Porous rocks containing fluids are sometimes also found in nature with additional kerogen, bitumen, and other classically soluble or insoluble hydrocarbons which are lumped here for practical purposes under a generic term, solid hydrocarbons. It is long recognized that NMR will measure porosity deficit in environments contaminated with solid hydrocarbons when compared to corresponding traditional bulk density porosity computations. An NMR porosity deficit is well established as a flag for presence of solid hydrocarbons which are generally seen as silent to tool response. However, volumetrically speaking, which porosity is correct? Bulk density porosity? NMR total fluid porosity? Technically speaking, the answer derived here is neither. This paper rigorously defines a new and innovative porosity term to deterministically solve for fluid and solid phase pore volume fractions. The sum of these pore volume phase constituents is termed in this context paleo porosity. Paleo porosity implies the bulk pore volume fraction of rock available for fluids prior to solid hydrocarbon formation.

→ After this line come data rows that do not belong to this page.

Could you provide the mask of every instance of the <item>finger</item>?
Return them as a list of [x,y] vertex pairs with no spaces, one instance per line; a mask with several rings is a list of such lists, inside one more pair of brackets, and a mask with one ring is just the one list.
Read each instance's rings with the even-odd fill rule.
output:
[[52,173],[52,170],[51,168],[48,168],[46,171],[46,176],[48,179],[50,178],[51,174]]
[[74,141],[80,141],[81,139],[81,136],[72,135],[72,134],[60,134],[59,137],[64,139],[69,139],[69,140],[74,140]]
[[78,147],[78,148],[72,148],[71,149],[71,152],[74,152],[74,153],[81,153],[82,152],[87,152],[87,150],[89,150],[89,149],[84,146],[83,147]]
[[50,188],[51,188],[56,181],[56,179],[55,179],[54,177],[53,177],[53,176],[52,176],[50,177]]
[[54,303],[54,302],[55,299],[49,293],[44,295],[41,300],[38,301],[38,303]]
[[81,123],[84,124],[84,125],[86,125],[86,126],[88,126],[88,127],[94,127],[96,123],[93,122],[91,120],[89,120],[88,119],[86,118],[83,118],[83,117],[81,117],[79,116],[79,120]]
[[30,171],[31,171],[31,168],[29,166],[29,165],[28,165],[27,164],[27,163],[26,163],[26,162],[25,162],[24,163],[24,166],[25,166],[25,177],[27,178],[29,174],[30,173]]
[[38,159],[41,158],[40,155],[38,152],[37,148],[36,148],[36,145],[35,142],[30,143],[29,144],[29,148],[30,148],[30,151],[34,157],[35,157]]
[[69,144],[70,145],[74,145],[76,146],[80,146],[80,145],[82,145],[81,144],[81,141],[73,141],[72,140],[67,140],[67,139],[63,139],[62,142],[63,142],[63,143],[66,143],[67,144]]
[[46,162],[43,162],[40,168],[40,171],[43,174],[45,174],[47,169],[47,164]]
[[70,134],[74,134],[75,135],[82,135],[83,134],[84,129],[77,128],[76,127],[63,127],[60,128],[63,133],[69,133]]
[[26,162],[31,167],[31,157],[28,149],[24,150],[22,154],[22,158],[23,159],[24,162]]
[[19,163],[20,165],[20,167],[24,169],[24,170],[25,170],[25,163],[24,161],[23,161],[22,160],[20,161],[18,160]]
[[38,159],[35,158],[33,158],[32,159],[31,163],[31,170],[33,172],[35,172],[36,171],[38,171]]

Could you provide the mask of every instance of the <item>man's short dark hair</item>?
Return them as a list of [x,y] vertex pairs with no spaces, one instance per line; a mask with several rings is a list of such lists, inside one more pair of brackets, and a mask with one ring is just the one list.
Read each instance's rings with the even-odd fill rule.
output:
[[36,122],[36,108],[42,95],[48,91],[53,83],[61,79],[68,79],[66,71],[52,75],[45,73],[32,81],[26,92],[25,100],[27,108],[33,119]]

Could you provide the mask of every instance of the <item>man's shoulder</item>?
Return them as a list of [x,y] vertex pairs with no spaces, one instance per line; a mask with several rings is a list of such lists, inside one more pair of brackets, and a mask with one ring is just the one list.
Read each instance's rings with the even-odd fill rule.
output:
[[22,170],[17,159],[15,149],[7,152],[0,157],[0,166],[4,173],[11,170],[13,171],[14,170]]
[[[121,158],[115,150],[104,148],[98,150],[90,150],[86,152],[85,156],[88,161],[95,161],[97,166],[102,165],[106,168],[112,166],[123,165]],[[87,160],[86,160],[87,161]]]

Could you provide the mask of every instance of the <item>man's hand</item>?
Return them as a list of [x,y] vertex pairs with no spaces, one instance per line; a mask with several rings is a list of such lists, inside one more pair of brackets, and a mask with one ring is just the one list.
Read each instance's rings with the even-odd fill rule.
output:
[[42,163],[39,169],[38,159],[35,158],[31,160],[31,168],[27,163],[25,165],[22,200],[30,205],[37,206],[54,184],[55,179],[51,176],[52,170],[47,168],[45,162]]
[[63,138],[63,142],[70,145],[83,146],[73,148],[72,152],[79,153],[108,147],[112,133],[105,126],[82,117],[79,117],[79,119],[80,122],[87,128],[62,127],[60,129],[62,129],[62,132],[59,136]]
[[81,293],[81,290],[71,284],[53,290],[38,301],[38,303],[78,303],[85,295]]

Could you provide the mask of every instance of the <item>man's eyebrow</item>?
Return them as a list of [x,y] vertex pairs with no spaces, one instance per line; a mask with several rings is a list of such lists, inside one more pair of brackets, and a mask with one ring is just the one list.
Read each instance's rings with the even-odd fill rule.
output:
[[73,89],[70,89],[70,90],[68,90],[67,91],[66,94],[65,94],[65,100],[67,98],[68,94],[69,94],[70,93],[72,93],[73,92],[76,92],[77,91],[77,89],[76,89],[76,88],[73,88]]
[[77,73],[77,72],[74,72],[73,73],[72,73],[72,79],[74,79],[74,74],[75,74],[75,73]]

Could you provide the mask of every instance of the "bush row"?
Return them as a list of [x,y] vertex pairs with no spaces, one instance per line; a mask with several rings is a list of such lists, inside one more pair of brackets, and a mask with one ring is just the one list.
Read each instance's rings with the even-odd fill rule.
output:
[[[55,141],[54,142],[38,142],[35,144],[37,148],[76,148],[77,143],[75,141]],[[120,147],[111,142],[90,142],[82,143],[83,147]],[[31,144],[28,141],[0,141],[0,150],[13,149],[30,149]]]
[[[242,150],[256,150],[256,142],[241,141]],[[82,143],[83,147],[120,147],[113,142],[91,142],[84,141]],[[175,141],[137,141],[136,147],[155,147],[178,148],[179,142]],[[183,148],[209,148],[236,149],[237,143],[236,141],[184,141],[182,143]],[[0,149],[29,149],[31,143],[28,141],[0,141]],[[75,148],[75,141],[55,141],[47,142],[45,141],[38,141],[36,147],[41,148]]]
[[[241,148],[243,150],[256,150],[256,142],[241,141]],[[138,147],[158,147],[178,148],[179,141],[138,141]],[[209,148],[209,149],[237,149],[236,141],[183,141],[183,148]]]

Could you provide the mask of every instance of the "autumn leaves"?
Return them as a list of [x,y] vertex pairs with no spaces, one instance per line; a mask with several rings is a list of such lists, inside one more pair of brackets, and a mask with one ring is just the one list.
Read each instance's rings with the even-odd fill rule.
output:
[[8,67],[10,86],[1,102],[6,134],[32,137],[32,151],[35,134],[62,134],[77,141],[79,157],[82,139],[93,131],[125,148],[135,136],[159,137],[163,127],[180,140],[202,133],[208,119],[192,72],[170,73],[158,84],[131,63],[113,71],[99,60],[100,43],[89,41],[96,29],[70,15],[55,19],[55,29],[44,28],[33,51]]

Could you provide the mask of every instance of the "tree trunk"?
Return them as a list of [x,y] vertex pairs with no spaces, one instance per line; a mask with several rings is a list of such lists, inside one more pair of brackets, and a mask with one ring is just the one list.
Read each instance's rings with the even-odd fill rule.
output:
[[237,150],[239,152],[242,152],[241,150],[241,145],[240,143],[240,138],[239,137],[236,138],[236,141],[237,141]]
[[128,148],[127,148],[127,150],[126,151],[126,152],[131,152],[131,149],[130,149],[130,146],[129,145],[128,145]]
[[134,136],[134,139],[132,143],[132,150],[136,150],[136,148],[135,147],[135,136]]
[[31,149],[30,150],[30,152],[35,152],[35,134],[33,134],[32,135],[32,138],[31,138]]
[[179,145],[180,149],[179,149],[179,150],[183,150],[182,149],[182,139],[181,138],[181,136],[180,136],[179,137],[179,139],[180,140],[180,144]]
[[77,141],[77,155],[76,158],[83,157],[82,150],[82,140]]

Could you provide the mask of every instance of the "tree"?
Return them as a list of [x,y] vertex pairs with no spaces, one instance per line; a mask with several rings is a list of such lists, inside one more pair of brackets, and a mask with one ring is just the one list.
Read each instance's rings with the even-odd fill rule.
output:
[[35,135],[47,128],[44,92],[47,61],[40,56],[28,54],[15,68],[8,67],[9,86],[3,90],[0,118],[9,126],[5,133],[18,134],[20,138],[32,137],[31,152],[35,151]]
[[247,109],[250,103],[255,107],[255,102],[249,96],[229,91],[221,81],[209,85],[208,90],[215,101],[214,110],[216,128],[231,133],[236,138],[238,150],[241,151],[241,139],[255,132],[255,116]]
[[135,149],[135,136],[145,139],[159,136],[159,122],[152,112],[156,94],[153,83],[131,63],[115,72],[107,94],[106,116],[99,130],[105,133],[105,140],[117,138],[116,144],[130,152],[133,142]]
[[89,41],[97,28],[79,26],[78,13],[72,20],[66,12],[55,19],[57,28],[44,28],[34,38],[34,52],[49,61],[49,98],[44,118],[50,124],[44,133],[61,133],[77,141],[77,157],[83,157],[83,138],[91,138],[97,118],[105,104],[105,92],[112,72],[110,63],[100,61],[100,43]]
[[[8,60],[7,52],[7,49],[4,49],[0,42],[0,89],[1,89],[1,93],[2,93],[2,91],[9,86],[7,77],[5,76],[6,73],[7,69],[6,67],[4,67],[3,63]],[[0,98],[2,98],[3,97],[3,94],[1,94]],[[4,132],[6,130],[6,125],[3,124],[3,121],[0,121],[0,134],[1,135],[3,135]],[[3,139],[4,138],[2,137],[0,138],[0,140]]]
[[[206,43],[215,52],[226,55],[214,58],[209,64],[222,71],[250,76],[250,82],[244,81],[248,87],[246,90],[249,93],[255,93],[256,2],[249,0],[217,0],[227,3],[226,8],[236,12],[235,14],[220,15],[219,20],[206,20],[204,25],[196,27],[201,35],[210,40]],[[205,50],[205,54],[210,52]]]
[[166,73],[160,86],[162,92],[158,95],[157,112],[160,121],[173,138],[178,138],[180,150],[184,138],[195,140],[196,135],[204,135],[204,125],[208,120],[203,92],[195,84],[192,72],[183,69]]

In addition to a simultaneous bulk density and NMR solution presented, this paper also considers an alternative solution which employs routine Total Organic Carbon (TOC) measurements to discriminate solid from liquid phase hydrocarbons. When combined with bulk density measurements, classic TOC pore modeling can describe paleo porosity.
Applications for these paleo porosity models are far reaching and include log and core analysis in any environment that exhibits pore volume either completely or partially occluded by solid hydrocarbons. The introduction of paleo porosity here offers multiple petroleum engineering disciplines a powerful concept to model beyond basins and predict reservoir properties which include or are related to rock porosity.